As state spending on education increased, so did districts’ stash of cash
By Eric Boehm | PA Independent
HARRISBURG — As state funding for education increased in the past 15 years, many school districts set aside a hefty stash of cash in savings accounts.
As of the end of the 2011 budget year, Pennsylvania school districts have more than $3.2 billion in reserve funds. Some cash is earmarked for specific projects but not being used and some is simply sitting in accounts, according to data from the state Department of Education.
What’s more impressive is the speed with which some districts have built up their reserves.
The same data show that the total amount in the reserve accounts has nearly tripled from $1.1 billion in 1996-97 to more than $3.2 billion last year. At the same time, state spending on public education has increased from about $13 billion to about $26 billion.
Tim Eller, spokesman for the state Department of Education, said districts are saving this money for expected future expenses while asking taxpayers annually to pay more than is needed.
“Reserve balances are to be used in times like these when revenues are low,” Eller said. “School districts retaining a fund balance or reserves (are) a prudent thing to do, but at what level does that end?”
PA Independent first reported earlier this week that 10 school districts have reserve funds of more than $25 million, but 11 districts have stored at least $20 million in the past 15 years. (See chart)
|Largest Reserve Fund Increases Since 1996-97|
|Source: Department of Education|
|See full list here
Pittsburgh School District leads the way with $148 million in reserve funds and also leads the way in gains during the last 15 years, when the district has stockpiled more than $101 million in cash.
Pittsburgh School District did not return calls for comment Thursday.
Patricia McGlone, spokeswoman for Downingtown Area School District, which had the second largest increase over 15 years, said the growing district was putting money away for the construction of new school buildings, some of which have been completed and others that are planned for the future.

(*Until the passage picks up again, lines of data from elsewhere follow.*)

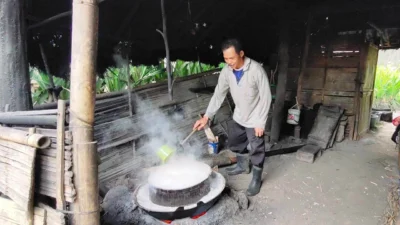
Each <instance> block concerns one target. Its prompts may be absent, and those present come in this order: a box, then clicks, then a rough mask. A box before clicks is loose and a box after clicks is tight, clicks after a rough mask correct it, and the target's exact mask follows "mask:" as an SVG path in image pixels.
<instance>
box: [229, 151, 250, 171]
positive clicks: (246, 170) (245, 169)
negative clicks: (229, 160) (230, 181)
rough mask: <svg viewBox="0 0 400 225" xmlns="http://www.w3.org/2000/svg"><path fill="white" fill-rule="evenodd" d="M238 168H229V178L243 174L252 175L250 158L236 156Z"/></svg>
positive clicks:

Dave Devare, director of research services for the Pennsylvania School Boards Association, which advocates for public education and local school governance said districts, said districts have built up their reserves in recent years to prepare for increased pension costs over the next decade.
Employer contributions to the state’s Public School Employees Retirement System are divided between the state and individual districts. Those contributions are forecast from about $1 billion this year to more than $4 billion by 2017 — and the system is nearly $30 billion underfunded right now.
Devare said districts also have put money away for future building construction and maintenance, and putting the money in reserve instead of dedicating it to a specific project maintains flexibility.
“Rather than limiting themselves strictly to one capital project, they are reserving that money so if they have to change their priorities, they are able to do so,” Devare said.
The Pennsylvania Association of School Budget Officers, a statewide advocacy organization, says that about 70 percent of districts are reaching into their reserves at some level this year.
PSBA and PASBO have encouraged districts to reach into reserve funds for one-time expenses, since the funds will not renew year after year.
But Gov. Tom Corbett wants districts to use the reserves for educational expenses to avoid cutting programs or laying off teachers and staff.
During a Wednesday appearance on the Dom Giordano Program on WPHT-AM in Philadelphia, Corbett said school districts were making “a concerted effort” to not go into their reserve funds and renewed the call for districts to use some of their reserves this year.
House Republicans joined the call for districts to use some of their reserves on Thursday.
State Rep. Mike Vereb, R-Montgomery, said he was “furious to find that many of the state’s school districts that are crying poor and blaming the state for their fiscal problems are sitting on surpluses, including one that totals $148 million.”
Keeping a small level of reserves for an emergency is prudent budgeting, but taxpayers deserve an explanation why districts have such high levels of money they refuse to use in a tight budget year, he said.